Preferential capital requirements
The MNB has published new regulatory guidelines (Green Preferential Capital Requirement Programme for Corporates and Municipalities) for credit institutions on climate and environmental risk management, which came into force in June 2021. The new guidelines encourage banks to evaluate environmental risks when assessing their impact on operations and their financing portfolios using measurable and reliable indicators and methods in accordance with the recommendations of the task force on climate-related financial disclosures. However, the guidance goes well beyond climate information, requiring banks to create a dedicated unit to manage environmental risks and develop climate-neutral plans in line with the goals of the Paris Agreement.
Therefore, Hungarian banks are entitled to request significantly reduced capital requirements for loans for the purchase and construction of energy-efficient properties. This also applies to solar power plants, sustainable agriculture, energy efficiency and electromobility. The capital discount is 5% or 7% of each eligible gross exposure, which reduces the participating institution's Pillar II capital requirement. The new capital requirements cover more than 85% of the banking sector.
It is safe to say that the green corporate loan portfolio in Hungary is growing dynamically in relation to the overall business credit portfolio. In addition, the MNB launched a programme for environmentally friendly housing in summer 2021. As part of the scheme, the MNB provides refinancing to banks that finance the construction and purchase of green housing.
The MNB has published guidelines that define the main standards for green bonds, provide issuers with a list of tasks to be performed, and define required documentation and reporting obligations. In addition, the Budapest Stock Exchange is supporting the development of the green bond market by:
- publishing guidelines for environmental, social and governance (ESG) reports, introducing internationally accepted content and format standards; and
- providing practical assistance in the preparation of ESG reports.
The MNB has also launched a green mortgage bond purchase programme for the purchase of green-rated mortgage bonds to facilitate the issuance of green housing loans.
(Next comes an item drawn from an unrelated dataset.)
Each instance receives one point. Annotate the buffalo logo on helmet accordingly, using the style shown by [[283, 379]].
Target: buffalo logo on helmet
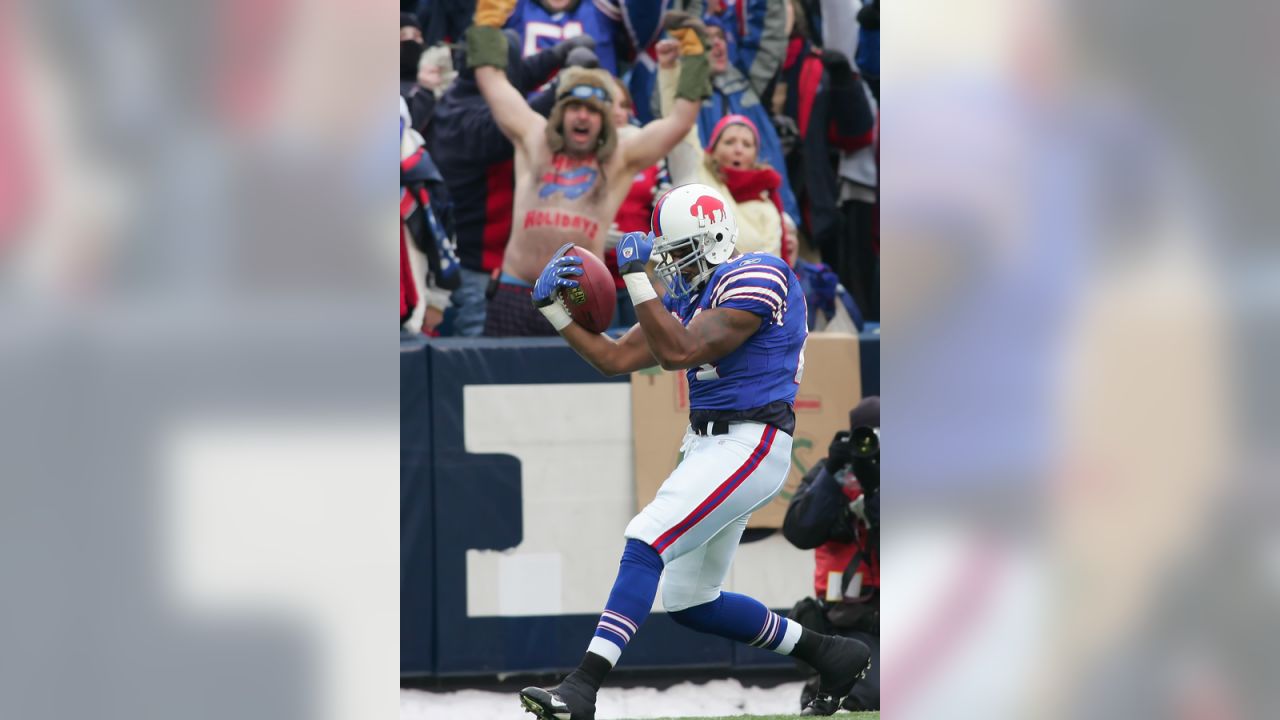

Green company bonds were first issued in summer 2020 as part of the MNB's bond funding for growth scheme. The start of the Hungarian corporate green bond market was marked by the issuance of bonds worth HUF 30bln (approx. EUR 78.8m), followed by more green bond issuances by several other companies. All bonds issued comply with the corporate green bond regulation and have been verified by an external testing body to meet international standards, namely green bond principles (GBPs). Therefore, the Hungarian GBPs comply with the 2014 International Capital Markets Association Principles.
Additionally, the Hungarian Green Bond Framework was introduced in May 2020. The Ministry of Finance in cooperation with the government debt management agency of Hungary has set up a steering committee. The GBPs include:
- the use of proceeds;
- overall investment eligibility;
- reporting of total inflows;
- management of inflows; and
- impact reporting.
State aid in green finance
According to the National Clean Development Strategy 2020-2050, the government is ready to intervene to achieve climate neutrality and is choosing the path of early action, even if it costs approximately HUF 24.7bln (approx. EUR 64.9m) more than a more relaxed timeline.
The Hungarian State has already enacted – and the European Commission has already approved – the EUR 2bln scheme aimed at providing investment support towards a sustainable recovery. The scheme was approved under the State aid Temporary Framework.
Green finance is taking significant hold in Hungary and gives hope for a smooth transition to ESG, which often gets pushed aside by pressing social objectives that lending businesses must satisfy in order to stay relevant. Even though it is becoming increasingly clear that environmental and social factors genuinely count, while greenwashing will not be tolerated, it is investors that will ultimately determine the future of ESG in Hungary.